# Distance from my house to my well.



## oh'mike (Sep 18, 2009)

The distance should not matter a bit----Are you in a cold climate? I'd be sure the waterline is well below the frost line.

How far away from the house is the well?


----------



## kuebeck89 (Apr 9, 2011)

I am in MD so it doesn’t get dramatically cold but I am probably 600ft from the well. I am building a new house and going to use the existing well. Is there anything that I should upgrade or do?

Thanks
DK


----------



## oh'mike (Sep 18, 2009)

I have a well---and a good knowledge of plumbing----However, I am not an expert in this area.

Let's keep this post near the top until someone with a lot of experience checks in.

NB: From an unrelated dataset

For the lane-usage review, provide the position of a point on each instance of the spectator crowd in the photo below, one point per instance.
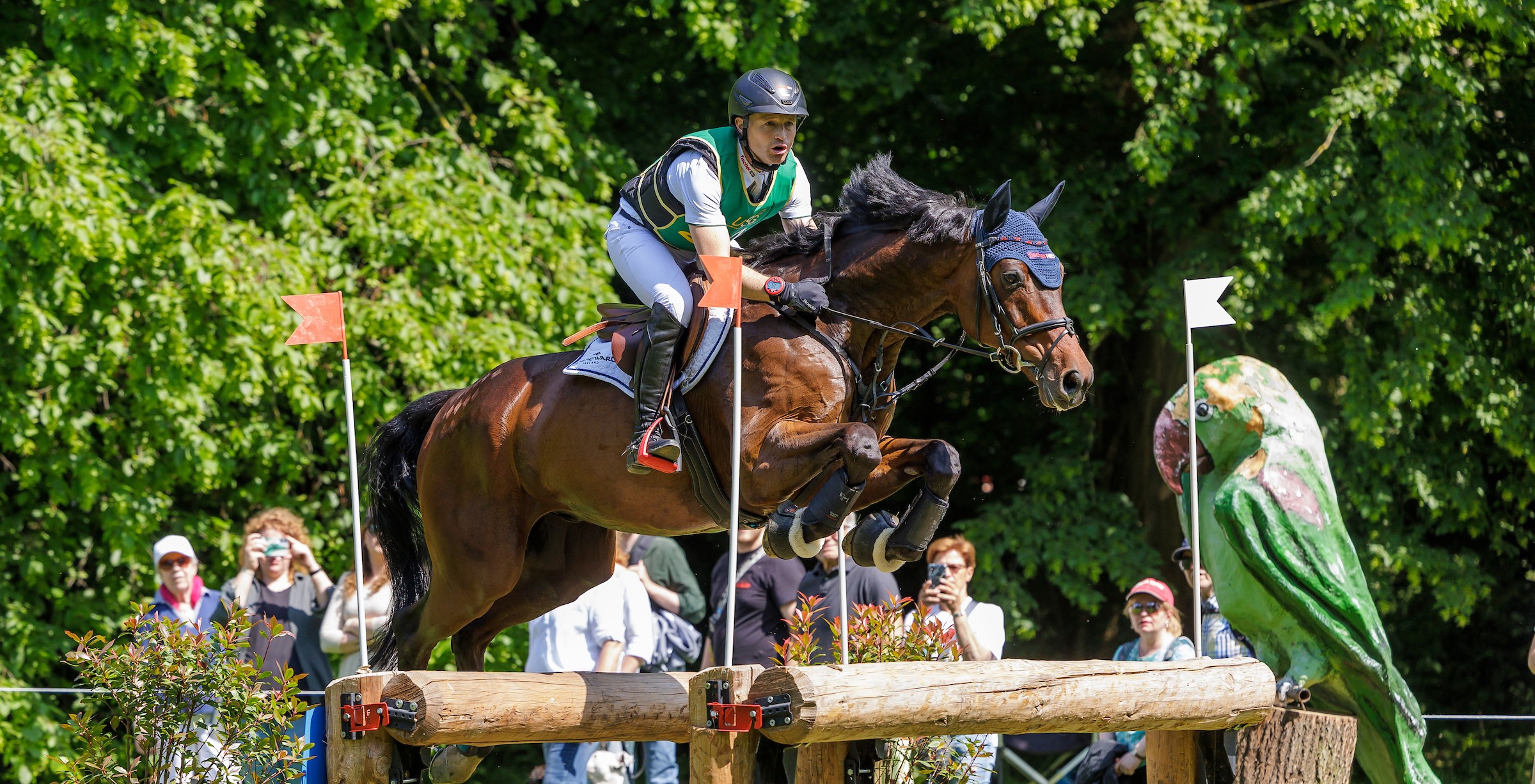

In the mean time----what do you know about the well-----Type of pump? Depth?

----Mike-----


----------



## kuebeck89 (Apr 9, 2011)

I know it is 265ft deep put in the ground in 1989. No idea about the pump. We currently use it now for the trailer that we live in but we only have 1 bathroom and 1 kitchen sink that we use.


----------



## oh'mike (Sep 18, 2009)

That's a nice deep well. Mine's 135 deep---Come on well guys---I'm over my head here--Help answer this fellows question.----Mike----


----------



## DexterII (Jul 14, 2010)

I suspect that the size of line you use for that length of run is going to be more of a factor than the pump itself, particularly for one sized for that depth, but the well driller should have records indicating the pump that was used, and then you should be able to check the manufacturer's website, or call them, for the spec's on your model number.


----------



## Thurman (Feb 9, 2009)

The size of the pump will be critical here. The rate horsepower (HP), the gallons-per--minute (GPM) of flow, and the head pressure will some of the determining factors with you 600 foot distance. Head pressure has to do with how much water you will have at a give pressure at a give height above pump. You may even be required to install a separate water tank at the well site for storage and to build up water pressure to push the water the 600 feet at the nominal pressure for your home. I highly suggest you find whomever put this well in, your local county's records should show this as it is deemed "potable water".


----------



## Maintenance 6 (Feb 26, 2008)

A couple of considerations. I assume that the well and pump set up works for the trailer. Is there any significant difference in elevation between the trailer and the new house? 1/2" pipe or perhaps even 3/4" won't like that 600' distance. You'll get some serious pressure loss while under flow, so plan on bumping up your pipe size. Also you need to consider the electrical requirement. 600 more feet could give you some serious voltage drop unless you size the wire correctly. And you'll want that 600' in one run. You don't want to have buried splices giving you fits a few years down the road.


----------



## kuebeck89 (Apr 9, 2011)

What size of pipe would you recommend that I run?


----------